Even so, after being awarded the Lady Byng Trophy, given by the media for sportsmanship and gentlemanly play, St. Louis said he is "encouraged" by general manager Steve Yzerman's talk of a contract extension and is "confident we can work something out."
"But I'm really focused on this," he said of the Lady Byng on Wednesday at the NHL awards ceremony at the Palms Hotel. "We all play for the Stanley Cup. But when you get recognized for other stuff besides a team trophy, it's neat. … I couldn't be happier to win this."
Lightning defenseman Kurtis Foster finished behind Capitals goalie Jose Theodore for the Masterton Trophy, given for dedication to the game. And center Steven Stamkos, looking sharp in a shiny offwhite suit, received the Rocket Richard Trophy with Pittsburgh's Sidney Crosby for their league-best 51 goals.
Stamkos also got some support for the Hart Trophy, the media's MVP award, placing sixth with two third-place votes, three fourths and nine fifths.

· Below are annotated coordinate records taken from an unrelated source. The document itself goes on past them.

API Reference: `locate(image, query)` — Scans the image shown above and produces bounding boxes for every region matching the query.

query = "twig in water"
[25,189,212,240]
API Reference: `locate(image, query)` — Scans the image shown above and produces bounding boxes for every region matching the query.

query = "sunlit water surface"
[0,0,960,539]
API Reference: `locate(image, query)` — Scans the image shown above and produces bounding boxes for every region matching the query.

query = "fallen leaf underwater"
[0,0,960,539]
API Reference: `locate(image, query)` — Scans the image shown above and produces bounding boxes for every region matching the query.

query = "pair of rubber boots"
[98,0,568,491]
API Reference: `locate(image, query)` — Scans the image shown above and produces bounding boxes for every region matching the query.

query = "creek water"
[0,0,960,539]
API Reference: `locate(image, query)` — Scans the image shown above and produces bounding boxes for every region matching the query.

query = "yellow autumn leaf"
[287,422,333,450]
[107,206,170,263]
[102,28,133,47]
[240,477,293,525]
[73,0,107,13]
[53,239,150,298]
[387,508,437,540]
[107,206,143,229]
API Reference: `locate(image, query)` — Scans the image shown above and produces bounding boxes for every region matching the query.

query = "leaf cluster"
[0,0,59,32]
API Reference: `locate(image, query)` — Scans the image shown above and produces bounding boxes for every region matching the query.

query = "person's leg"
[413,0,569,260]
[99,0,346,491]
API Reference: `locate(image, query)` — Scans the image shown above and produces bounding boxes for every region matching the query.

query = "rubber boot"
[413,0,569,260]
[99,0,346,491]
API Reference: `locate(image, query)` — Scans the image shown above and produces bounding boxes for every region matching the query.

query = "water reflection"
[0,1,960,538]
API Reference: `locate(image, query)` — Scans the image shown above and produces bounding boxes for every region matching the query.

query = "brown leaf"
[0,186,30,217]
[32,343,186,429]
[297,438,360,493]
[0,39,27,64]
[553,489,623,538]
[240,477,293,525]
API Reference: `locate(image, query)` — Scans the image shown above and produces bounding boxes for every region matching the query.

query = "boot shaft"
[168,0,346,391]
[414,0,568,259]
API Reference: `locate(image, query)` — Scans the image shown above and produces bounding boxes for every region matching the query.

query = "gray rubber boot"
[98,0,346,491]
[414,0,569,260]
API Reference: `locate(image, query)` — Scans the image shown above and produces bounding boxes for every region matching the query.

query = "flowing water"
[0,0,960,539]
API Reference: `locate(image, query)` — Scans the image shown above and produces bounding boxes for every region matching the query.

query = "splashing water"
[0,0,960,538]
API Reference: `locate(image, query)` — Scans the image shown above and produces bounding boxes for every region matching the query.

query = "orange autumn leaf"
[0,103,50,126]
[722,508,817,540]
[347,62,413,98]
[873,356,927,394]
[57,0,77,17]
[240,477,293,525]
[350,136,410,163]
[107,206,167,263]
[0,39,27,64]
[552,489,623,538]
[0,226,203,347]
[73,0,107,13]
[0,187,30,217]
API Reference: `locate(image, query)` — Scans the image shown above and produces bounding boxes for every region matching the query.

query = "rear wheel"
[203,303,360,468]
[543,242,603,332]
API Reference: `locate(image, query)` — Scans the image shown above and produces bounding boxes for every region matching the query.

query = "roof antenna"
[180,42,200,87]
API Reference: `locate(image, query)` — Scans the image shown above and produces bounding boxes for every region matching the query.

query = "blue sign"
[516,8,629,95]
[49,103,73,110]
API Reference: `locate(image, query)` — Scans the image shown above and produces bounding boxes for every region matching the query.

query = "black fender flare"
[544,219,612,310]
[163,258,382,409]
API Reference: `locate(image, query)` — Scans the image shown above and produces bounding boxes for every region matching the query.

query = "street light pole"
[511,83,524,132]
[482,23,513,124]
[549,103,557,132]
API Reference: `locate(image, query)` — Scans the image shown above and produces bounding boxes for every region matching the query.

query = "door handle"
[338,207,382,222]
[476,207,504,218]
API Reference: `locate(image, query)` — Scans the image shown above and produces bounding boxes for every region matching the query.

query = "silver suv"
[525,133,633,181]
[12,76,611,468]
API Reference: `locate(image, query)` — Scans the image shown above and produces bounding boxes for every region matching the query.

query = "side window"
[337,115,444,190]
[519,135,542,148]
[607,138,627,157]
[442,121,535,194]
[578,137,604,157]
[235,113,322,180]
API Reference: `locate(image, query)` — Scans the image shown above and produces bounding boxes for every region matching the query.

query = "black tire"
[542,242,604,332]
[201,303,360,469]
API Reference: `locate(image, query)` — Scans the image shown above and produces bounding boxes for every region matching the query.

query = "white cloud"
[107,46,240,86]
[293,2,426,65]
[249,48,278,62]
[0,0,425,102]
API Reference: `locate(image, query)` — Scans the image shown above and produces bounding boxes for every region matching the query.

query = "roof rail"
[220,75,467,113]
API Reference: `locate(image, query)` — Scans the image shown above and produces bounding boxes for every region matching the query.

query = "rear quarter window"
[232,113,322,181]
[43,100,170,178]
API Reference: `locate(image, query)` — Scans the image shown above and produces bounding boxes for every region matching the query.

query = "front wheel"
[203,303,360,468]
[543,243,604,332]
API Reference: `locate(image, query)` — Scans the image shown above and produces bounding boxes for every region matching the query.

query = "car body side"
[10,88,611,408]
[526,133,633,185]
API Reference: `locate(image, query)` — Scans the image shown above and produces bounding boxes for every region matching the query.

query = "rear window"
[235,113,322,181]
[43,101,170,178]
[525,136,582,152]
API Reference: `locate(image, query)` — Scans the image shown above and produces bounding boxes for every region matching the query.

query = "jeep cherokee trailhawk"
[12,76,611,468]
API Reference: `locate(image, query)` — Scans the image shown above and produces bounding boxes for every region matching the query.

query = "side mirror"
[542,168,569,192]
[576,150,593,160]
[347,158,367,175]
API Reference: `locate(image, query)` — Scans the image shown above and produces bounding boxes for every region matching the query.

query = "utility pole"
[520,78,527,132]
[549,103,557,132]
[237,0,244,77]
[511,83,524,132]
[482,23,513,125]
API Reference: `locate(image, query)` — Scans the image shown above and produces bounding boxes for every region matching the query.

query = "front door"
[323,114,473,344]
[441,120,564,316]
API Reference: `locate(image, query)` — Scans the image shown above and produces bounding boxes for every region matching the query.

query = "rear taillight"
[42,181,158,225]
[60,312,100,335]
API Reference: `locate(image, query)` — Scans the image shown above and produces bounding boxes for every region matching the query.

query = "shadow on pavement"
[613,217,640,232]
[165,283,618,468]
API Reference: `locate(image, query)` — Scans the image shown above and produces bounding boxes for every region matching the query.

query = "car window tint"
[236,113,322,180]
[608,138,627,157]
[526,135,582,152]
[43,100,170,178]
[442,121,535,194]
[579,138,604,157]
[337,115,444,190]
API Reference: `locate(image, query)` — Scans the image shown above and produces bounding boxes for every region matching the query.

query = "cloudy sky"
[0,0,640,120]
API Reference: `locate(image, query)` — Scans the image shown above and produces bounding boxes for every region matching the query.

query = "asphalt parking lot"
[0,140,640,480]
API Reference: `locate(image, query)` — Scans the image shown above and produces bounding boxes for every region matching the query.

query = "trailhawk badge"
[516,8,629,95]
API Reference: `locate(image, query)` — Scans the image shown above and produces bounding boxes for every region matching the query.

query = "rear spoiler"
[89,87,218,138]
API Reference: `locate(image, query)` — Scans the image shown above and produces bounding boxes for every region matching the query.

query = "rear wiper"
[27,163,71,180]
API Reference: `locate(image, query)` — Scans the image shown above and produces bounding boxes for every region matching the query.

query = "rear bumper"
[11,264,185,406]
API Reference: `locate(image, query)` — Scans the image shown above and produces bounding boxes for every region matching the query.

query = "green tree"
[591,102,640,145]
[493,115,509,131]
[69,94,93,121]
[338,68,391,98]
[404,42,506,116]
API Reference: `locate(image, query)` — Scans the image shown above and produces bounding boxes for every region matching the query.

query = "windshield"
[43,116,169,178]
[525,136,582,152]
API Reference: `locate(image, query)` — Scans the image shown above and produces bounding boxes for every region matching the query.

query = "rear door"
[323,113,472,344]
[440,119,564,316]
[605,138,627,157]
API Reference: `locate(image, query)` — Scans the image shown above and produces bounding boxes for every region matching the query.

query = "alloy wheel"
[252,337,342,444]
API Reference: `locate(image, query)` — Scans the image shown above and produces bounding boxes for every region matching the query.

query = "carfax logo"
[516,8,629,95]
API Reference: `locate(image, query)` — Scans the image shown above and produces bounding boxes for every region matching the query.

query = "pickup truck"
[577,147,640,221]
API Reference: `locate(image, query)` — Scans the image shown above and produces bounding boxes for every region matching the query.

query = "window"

But it was St. Louis' night, taking the Lady Byng in his fifth year as a finalist and after three straight runnerup finishes to Detroit's Pavel Datsyuk. "I'm kind of jealous," said Datsyuk, who won the award four straight years. "But I'm so happy for St. Louis, and congratulations to him. I like how he plays. He's small, but he's really aggressive."
Said Stamkos, "You look at (St. Louis) the way he competes and plays, you wouldn't think he'd be up for an award like this. But he's just so smart. He uses his speed, and he's always in position, so he doesn't have to take penalties. He's there to take the puck with his smarts and his speed. That's what separates him."
St. Louis also is a bit of a comedian and joked that ex-teammate and Lady Byng winner Brad Richards' advice to send Christmas cards to the referees paid off. Asked if his trophy case is big enough for the Lady Byng, St. Louis said of his hardware, "They're not all in one room."
And of writing his acceptance speech on his cell phone, he deadpanned: "When we walked in here, they told us to turn our phones off. I was like, 'Everybody is pulling paper out. Who uses paper?' "
Seriously, though, St. Louis, 35, also has a Stanley Cup, a Hart Trophy, a Pearson (the players association MVP award, now called the Ted Lindsay) and an Art Ross Trophy for his league-best 94 points in 2004.
His 94 points this past season against 12 penalty minutes was the league's largest points-to-penalty minutes ratio, and his 74 first-place votes were 73 more than the second-place Richards.
"It's about how you play the game. I don't think it's about small or big," said the 5-foot-7 St. Louis. "It's an award that recognizes you can have success by playing within the rules of the game."
That doesn't mean playing without an edge. "It really is," he said, "trying to push it to the limit without getting caught."